You can configure Ceph OSD Daemons in the Ceph configuration file, but Ceph OSD Daemons can use the default values and a very minimal configuration. A minimal Ceph OSD Daemon configuration sets osd journal size and osd host, and uses default values for nearly everything else.
Ceph OSD Daemons are numerically identified in incremental fashion, beginning with 0 using the following convention.
osd.0
osd.1
osd.2
In a configuration file, you may specify settings for all Ceph OSD Daemons in the cluster by adding configuration settings to the [osd] section of your configuration file. To add settings directly to a specific Ceph OSD Daemon (e.g., osd host), enter it in an OSD-specific section of your configuration file. For example:
[osd]
osd journal size = 1024
[osd.0]
osd host = osd-host-a
[osd.1]
osd host = osd-host-b
The following settings provide an Ceph OSD Daemon’s ID, and determine paths to data and journals. Ceph deployment scripts typically generate the UUID automatically. We DO NOT recommend changing the default paths for data or journals, as it makes it more problematic to troubleshoot Ceph later.
The journal size should be at least twice the product of the expected drive speed multiplied by filestore max sync interval. However, the most common practice is to partition the journal drive (often an SSD), and mount it such that Ceph uses the entire partition for the journal.
osd uuid
Description: | The universally unique identifier (UUID) for the Ceph OSD Daemon. |
---|---|
Type: | UUID |
Default: | The UUID. |
Note: | The osd uuid applies to a single Ceph OSD Daemon. The fsid applies to the entire cluster. |
osd data
Description: | The path to the OSDs data. You must create the directory when deploying Ceph. You should mount a drive for OSD data at this mount point. We do not recommend changing the default. |
---|---|
Type: | String |
Default: | /var/lib/ceph/osd/$cluster-$id |
osd max write size
Description: | The maximum size of a write in megabytes. |
---|---|
Type: | 32-bit Integer |
Default: | 90 |
osd client message size cap
Description: | The largest client data message allowed in memory. |
---|---|
Type: | 64-bit Integer Unsigned |
Default: | 500MB default. 500*1024L*1024L |
osd class dir
Description: | The class path for RADOS class plug-ins. |
---|---|
Type: | String |
Default: | $libdir/rados-classes |
By default, Ceph expects that you will store an Ceph OSD Daemons journal with the following path:
/var/lib/ceph/osd/$cluster-$id/journal
Without performance optimization, Ceph stores the journal on the same disk as the Ceph OSD Daemons data. An Ceph OSD Daemon optimized for performance may use a separate disk to store journal data (e.g., a solid state drive delivers high performance journaling).

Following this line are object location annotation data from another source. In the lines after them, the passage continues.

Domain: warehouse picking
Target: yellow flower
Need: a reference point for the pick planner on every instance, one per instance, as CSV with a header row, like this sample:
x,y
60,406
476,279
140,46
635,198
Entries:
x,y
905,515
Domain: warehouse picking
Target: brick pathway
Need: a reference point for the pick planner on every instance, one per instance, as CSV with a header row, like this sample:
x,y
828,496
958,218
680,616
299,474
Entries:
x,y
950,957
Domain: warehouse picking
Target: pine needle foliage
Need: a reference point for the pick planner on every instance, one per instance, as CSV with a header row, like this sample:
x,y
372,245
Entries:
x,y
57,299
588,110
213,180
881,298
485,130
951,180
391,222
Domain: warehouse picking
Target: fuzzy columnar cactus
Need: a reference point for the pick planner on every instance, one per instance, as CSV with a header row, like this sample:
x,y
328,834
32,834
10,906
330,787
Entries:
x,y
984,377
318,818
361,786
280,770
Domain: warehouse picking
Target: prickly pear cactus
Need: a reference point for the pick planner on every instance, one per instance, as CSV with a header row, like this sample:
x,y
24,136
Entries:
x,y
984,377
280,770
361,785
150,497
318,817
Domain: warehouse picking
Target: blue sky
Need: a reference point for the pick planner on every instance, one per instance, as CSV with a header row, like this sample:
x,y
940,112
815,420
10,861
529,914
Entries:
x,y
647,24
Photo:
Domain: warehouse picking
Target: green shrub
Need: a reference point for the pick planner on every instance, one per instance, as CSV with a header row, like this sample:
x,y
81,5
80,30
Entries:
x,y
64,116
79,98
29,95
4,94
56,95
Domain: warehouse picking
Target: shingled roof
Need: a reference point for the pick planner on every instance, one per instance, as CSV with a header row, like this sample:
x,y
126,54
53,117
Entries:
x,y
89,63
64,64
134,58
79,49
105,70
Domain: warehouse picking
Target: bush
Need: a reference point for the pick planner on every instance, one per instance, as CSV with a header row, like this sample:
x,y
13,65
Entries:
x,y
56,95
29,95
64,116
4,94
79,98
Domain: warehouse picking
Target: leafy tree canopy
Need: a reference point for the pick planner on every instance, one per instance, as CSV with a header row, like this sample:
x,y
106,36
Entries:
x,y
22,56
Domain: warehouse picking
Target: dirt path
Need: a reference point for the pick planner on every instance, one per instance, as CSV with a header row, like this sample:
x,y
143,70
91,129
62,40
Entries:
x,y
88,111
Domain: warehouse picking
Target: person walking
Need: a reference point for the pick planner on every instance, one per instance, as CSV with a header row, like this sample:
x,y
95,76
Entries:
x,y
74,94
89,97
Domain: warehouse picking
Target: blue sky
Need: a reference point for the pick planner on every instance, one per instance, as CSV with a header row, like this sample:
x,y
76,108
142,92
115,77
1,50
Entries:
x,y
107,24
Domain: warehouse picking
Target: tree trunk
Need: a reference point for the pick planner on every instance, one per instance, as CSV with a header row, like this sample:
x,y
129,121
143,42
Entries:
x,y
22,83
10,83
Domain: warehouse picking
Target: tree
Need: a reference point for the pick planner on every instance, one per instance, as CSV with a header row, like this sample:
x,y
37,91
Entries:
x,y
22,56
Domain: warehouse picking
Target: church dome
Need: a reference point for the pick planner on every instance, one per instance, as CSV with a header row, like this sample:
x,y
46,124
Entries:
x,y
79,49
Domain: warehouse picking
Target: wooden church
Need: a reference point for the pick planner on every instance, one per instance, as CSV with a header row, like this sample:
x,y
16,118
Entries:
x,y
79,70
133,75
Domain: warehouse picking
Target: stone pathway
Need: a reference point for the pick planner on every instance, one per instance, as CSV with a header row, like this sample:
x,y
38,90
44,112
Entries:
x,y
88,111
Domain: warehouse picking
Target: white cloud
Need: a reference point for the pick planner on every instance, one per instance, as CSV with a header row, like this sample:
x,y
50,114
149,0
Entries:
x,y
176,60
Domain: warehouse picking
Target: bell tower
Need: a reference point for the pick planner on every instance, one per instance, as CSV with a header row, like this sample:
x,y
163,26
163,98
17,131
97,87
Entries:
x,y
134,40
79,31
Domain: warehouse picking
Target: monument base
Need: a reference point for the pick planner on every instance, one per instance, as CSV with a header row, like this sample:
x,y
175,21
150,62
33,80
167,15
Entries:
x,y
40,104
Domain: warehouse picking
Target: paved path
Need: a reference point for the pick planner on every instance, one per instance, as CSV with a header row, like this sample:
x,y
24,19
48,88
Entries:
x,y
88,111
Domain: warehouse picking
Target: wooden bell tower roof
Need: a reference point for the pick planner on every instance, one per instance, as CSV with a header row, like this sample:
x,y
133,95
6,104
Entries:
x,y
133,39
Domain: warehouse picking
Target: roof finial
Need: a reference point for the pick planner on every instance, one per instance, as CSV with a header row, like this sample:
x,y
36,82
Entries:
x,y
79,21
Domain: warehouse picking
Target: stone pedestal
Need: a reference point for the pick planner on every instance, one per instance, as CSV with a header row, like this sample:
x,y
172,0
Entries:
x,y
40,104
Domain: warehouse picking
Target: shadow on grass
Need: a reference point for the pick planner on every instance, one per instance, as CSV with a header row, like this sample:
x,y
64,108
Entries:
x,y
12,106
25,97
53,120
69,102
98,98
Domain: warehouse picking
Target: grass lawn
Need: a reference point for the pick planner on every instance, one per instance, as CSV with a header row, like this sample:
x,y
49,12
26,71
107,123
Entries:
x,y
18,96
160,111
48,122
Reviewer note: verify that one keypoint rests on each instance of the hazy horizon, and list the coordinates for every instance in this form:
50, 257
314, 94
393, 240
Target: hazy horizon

Ceph’s default osd journal size is 0, so you will need to set this in your ceph.conf file. A journal size should find the product of the filestore max sync interval and the expected throughput, and multiply the product by two (2):
osd journal size = {2 * (expected throughput * filestore max sync interval)}
The expected throughput number should include the expected disk throughput (i.e., sustained data transfer rate), and network throughput. For example, a 7200 RPM disk will likely have approximately 100 MB/s. Taking the min() of the disk and network throughput should provide a reasonable expected throughput. Some users just start off with a 10GB journal size. For example:
osd journal size = 10000
osd journal
Description: | The path to the OSD’s journal. This may be a path to a file or a block device (such as a partition of an SSD). If it is a file, you must create the directory to contain it. We recommend using a drive separate from the osd data drive. |
---|---|
Type: | String |
Default: | /var/lib/ceph/osd/$cluster-$id/journal |
osd journal size
Description: | The size of the journal in megabytes. If this is 0, and the journal is a block device, the entire block device is used. Since v0.54, this is ignored if the journal is a block device, and the entire block device is used. |
---|---|
Type: | 32-bit Integer |
Default: | 5120 |
Recommended: | Begin with 1GB. Should be at least twice the product of the expected speed multiplied by filestore max sync interval. |
See Journal Config Reference for additional details.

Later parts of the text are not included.